Castor, Pallas, and Cassandra asked Helen about different habits—foods she ate, daily routines, even prayers her mother might have taught her to say before bed. Nothing yielded an answer, and they gave up when dinner was served.

It was good. Really, really good. Helen ate like she hadn’t been fed in weeks. She drank glass after glass of water. She was so dehydrated she could feel the cool water fanning out in her system and thickening her tissues like a dry rag fattening up as it absorbs a puddle. She felt guilty at one point for hogging all the food and forced herself to put her knife and fork down, but Noel looked at her sharply and asked her if she didn’t like the meal. Helen murmured an apology and gladly resumed chowing down.
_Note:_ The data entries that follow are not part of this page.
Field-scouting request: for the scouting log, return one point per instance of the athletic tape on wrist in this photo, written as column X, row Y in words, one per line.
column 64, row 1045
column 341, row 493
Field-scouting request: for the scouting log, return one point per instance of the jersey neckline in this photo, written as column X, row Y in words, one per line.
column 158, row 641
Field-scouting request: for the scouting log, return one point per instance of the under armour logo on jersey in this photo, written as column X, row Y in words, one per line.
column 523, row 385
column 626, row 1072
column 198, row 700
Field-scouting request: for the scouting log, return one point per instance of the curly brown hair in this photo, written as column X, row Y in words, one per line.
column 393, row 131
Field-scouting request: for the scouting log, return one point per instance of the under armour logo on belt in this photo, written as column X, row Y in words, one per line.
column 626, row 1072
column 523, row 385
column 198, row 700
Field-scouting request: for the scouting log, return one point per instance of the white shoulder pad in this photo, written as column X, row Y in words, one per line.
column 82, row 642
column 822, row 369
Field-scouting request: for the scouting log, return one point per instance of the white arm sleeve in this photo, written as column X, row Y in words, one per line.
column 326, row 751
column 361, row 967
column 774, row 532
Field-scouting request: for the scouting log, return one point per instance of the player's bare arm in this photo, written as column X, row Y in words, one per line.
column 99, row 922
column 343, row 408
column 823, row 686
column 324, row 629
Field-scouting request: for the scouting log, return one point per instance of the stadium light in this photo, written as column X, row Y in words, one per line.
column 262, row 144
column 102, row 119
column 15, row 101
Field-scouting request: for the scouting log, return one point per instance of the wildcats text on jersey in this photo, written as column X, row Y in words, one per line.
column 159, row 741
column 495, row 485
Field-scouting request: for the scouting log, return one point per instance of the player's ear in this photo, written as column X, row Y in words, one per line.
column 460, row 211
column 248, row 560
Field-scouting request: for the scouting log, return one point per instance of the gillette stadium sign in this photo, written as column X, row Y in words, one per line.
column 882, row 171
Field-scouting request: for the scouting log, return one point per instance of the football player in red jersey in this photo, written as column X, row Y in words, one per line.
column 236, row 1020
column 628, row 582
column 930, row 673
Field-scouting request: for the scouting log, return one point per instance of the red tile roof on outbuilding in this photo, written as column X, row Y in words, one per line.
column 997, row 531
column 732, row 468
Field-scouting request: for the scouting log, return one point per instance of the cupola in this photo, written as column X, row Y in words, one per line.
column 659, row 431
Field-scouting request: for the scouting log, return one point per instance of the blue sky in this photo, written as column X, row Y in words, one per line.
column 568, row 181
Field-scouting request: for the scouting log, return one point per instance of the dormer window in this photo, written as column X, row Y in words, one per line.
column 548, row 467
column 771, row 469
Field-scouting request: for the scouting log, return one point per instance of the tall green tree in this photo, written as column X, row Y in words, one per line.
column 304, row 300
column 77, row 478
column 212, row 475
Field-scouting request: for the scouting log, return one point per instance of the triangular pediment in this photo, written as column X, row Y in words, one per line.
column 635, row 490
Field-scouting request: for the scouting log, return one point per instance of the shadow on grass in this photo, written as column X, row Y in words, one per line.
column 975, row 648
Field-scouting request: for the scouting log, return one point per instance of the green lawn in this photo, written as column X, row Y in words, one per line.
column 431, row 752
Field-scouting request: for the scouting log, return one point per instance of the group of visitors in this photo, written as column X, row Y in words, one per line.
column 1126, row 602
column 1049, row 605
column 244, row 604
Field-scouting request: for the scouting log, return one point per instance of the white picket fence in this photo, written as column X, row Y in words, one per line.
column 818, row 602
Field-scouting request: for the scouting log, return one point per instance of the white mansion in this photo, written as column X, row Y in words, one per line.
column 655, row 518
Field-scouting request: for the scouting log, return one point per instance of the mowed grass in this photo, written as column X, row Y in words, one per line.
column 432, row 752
After dinner, Lucas drove her back to her house, which by now was a waste of both time and fuel, but something they had to do to keep Jerry from getting suspicious about how Helen was traveling around the island.

“I don’t like leaving you alone,” Lucas said, glancing nervously at every shadow in the yard.

“I’ll be okay,” Helen lied. Actually, now that it was dark out she didn’t want Lucas to get farther than a few inches away from her, but with her dad home there was no option but for them to separate.

“I’ll be back in an hour or so,” Lucas told her as she got out of the car. Helen shut the door but kept hold of it, looking at him uncertainly through the open window. “What is it?” he asked.

“I feel horrible, Lucas! It’s autumn, and you and your cousins are sleeping outside at night. That just isn’t acceptable.”

“We don’t have much of a choice. We can’t leave you by yourself until you can fight.”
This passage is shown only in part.